The original MeFISH protocol was created for the analysis of either dissociated cells or frozen sections adhered to a glass slide [7]. The hypotonic treatment and methanol/acetic acid fixation used in the above study would disrupt morphological integrity of embryos and nuclear structure of each embryonic cell. To perform MeFISH analysis in early embryos or small embryonic tissues of mice without disrupting embryonic structures, we used the sample preparation procedures for the whole-mount RNA-FISH method that were established previously by our group [8]. We used 4% paraformaldehyde as a fixative to retain the morphologies of embryos and the three-dimensional structures of nuclei after fixation. In addition, a sample permeabilization step using Triton X-100 detergent was included before the fixation for efficient probe penetration into nuclei. Using an ICON probe for major satellite repeat sequences, we performed a whole-mount MeFISH technique using intact mouse embryos at 6.5 dpc (Figure 1). It is known that the mouse major satellite repeats located in pericentromeric regions are heavily methylated [11] and can thus be densely stained with 4′, 6-diamidino-2-phenylindole (DAPI), TO-PRO-3, and other nuclear-staining reagents [12], [13]. Figure 1 shows that MeFISH signals on the major satellite sequences were detected in regions that overlapped with TO-PRO-3-dense staining in each cell, indicating that the whole-mount MeFISH method detected the methylation of the major satellite repeats, as expected.

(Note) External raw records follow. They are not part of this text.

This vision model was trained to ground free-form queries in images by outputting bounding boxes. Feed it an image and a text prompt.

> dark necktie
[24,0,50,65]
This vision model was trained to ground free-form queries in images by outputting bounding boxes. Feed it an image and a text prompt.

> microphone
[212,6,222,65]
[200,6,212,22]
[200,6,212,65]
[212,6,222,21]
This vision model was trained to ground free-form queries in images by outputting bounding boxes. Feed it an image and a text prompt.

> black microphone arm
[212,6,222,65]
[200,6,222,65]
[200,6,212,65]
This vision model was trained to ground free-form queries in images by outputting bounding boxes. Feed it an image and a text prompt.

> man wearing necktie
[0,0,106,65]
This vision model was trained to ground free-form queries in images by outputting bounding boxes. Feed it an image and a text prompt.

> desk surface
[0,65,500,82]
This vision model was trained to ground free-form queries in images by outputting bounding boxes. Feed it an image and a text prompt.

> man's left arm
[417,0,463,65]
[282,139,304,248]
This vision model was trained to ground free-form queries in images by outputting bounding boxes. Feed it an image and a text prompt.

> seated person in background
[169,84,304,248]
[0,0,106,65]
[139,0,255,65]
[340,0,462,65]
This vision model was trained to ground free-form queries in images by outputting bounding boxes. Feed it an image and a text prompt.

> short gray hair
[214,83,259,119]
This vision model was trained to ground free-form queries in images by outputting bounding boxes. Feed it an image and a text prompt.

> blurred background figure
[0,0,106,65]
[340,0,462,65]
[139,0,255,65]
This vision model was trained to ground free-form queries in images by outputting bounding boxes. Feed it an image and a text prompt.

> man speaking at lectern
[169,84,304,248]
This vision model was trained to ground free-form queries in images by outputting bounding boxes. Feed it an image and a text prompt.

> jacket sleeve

Figure 1. Establishment of the whole-mount MeFISH method.

Mouse embryos at 6.5-mount MeFISH for major satellite sequences (red). Nuclear DNA was stained with TO-PRO-3 (white). The lower panels are magnified views of the upper images.

Next, we attempted to assess the methylation status of the satellite sequences in precursors of mouse PGCs using a combination of whole-mount MeFISH and immunocytochemistry. Global loss of DNA methylation in PGCs is observed at around 8.0 dpc [14], although the global DNA methylation status in PGC precursors has not been investigated. Precursors of PGCs can be marked by the expression of Blimp1/Prdm1 in mouse 6.5 dpc embryos [15]. We used the Blimp1-mRFP transgenic mice, in which PGC precursors can be detected by the expression of monomeric red fluorescent protein (mRFP) [8]. We stained a whole 6.5 dpc embryo with an anti-RFP antibody to identify PGC precursors. After immunostaining, MeFISH was performed using the major satellite probe. As shown in Figure 2A, mRFP-positive PGC precursors were detected at proximal, posterior parts of the epiblast. The MeFISH signals overlapped with TO-PRO-3-dense regions in all cells, including PGC precursors, and the intensity of the hybridization signals seemed to be unaltered between the PGC precursors and the surrounding somatic cells. This result suggests that the major satellite sequences in the genome of PGC precursors are methylated or modified by 5-hydroxymethylation. This combined analysis allowed the visualization of the methylation status of the target DNA sequences in a specific cell lineage in an intact embryo.

Figure 2. Whole-mount MeFISH in combination with immunofluorescence.

A) Whole-mount MeFISH for major satellite sequences (red) in PGC precursors marked by Blimp1-mRFP expression (green) in a 6.5 dpc embryo. The mRFP-positive PGC precursors are circled with white dotted lines. The lower panels are magnified views of the upper images. B) MeFISH for major satellite sequences (red) in PGCs marked by anti-OCT4 immunostaining (green) in a genital ridge at 12.5 dpc. The nuclei of OCT4-positive PGCs show almost no, or only very faint, MeFISH signals. Nuclear DNA was stained with TO-PRO-3 (white).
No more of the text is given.